For Amazon’s retail customers, this means the possibility of choosing from 100,000 SKUs for delivery within hours, according to Marc Wulfraat, president of MWPVL International, a global supply chain and logistics firm. “Amazon’s approach is basically a five-hour service level which is enabled by building a combination mini fulfillment center and delivery station under one roof which they call a sub-same day delivery station of which there are 46 currently active in the USA,” Wulfraat said in comments emailed to Retail Dive.
Amazon’s net sales increased 9% to $514 billion in 2022, up from $469.8 billion year over year. Operating income decreased to $12.2 billion in 2022, compared with $24.9 billion in 2021. Amazon reported a net loss of $2.7 billion in 2022 compared to net income of $33.4 billion in 2021.
CEO Andy Jassy said fast delivery helped drive customer demand in Amazon’s retail business in the fourth quarter and for the year. On the Q4 earnings call, Amazon CFO Brian Olsavsky said the company was working "to get our speed of delivery up to get more one-day shipments" and that that would "be well received by Prime members."

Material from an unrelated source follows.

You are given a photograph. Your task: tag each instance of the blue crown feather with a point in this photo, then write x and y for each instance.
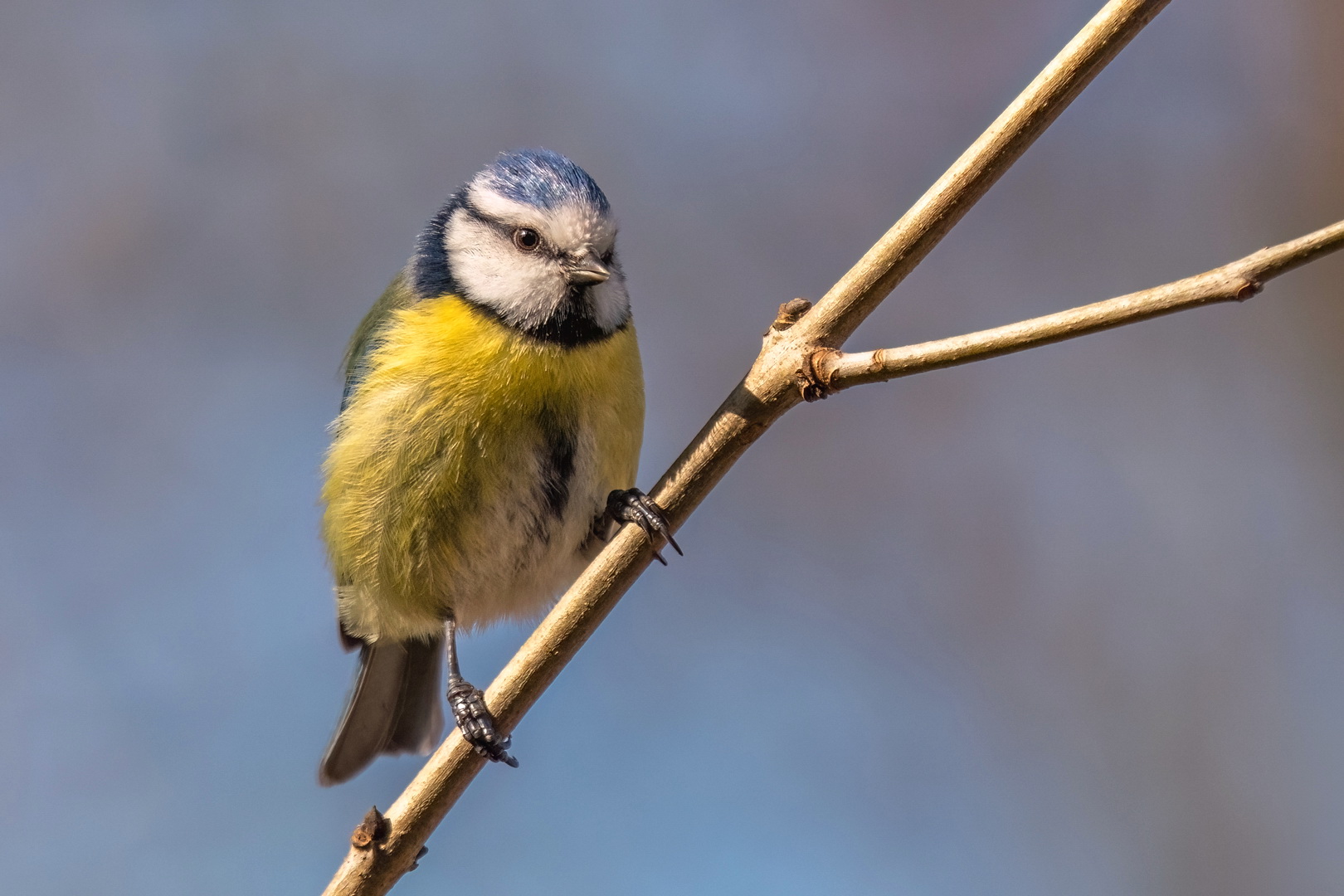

The sub-same day facilities enable Amazon to deliver its top 100,000 SKUs to customers within a 60-minute radius of drive time, Wulfraat said. These facilities are much smaller than a typical Amazon fulfillment center and are designed specifically to prepare products for immediate delivery.
Here’s how Amazon’s approach works, according to Wulfraat: orders are picked within 15 to 30 minutes of receipt. They’re packed and sent down a conveyer to the Amazon Flex driver’s car, and the Flex driver then makes the deliveries over a four-hour block of time.
Amazon has 1,285 active distribution facilities in the U.S. that together represent over 409 million square feet of logistics space, according to MWPVL. Amazon also has an additional 231 facilities planned in the US. If all those facilities open, Amazon will gain 82 million more square feet of fulfillment-related space.
Wulfraat said larger cities like Chicago and Los Angeles will need several sub-same-day facilities. Cities with around 1 million people will likely need only one of these delivery stations. Amazon plans to build or operate 150 SSD facilities over the next several years according to the company’s analysis. “Once done they will have the larger cities covered with a same-day 5-hour service level full stop.”
But Wulfraat notes that this level of service comes at a cost.
“The business model is predicated on extensive use of gig workers who do not have benefits and therefore are a much cheaper labor force than the retailer’s labor resources,” Wulfraat said. “The question is whether or not state governments will legislate against the use of this labor at some time in the future which would truly shift the playing field. California will be most likely the first to make this move.”
Meanwhile, retail rivals Walmart and Target are also enhancing their super-fast delivery options. Target said recently that it plans to spend $100 million on a next-day delivery initiative. Target, however, is developing an in-house sortation center network to deliver packages efficiently in larger metro markets. And Walmart is also using in-house resources for last-mile delivery from stores to consumers, Wulfraat said.
“All of the competitors in this space use an approach whereby a gig worker is a valet shopper that goes into the store, shops the order and makes the delivery – which is a high-priced approach to providing the convenience – but the primary way to enable 2-hour (or less) delivery service level,” Wulfraat said.
In contrast, Wulfraat said it does not appear Amazon intends to offer a two-hour level of service “to the best of my knowledge but the future is a big place so who knows if this is on the planning table as a logistics service offering that could be provided to other retailers.”
Other retailers will likely partner with existing third-party providers like Instacart, DoorDash and Shipt to offer speedy same day delivery service said Wulfraat because “ it is too costly to develop one’s own in-house capabilities unless there is a significant package volume being moved this way so it will be better for most firms to outsource.”
Editor’s note: This story has been updated to include comments from Amazon.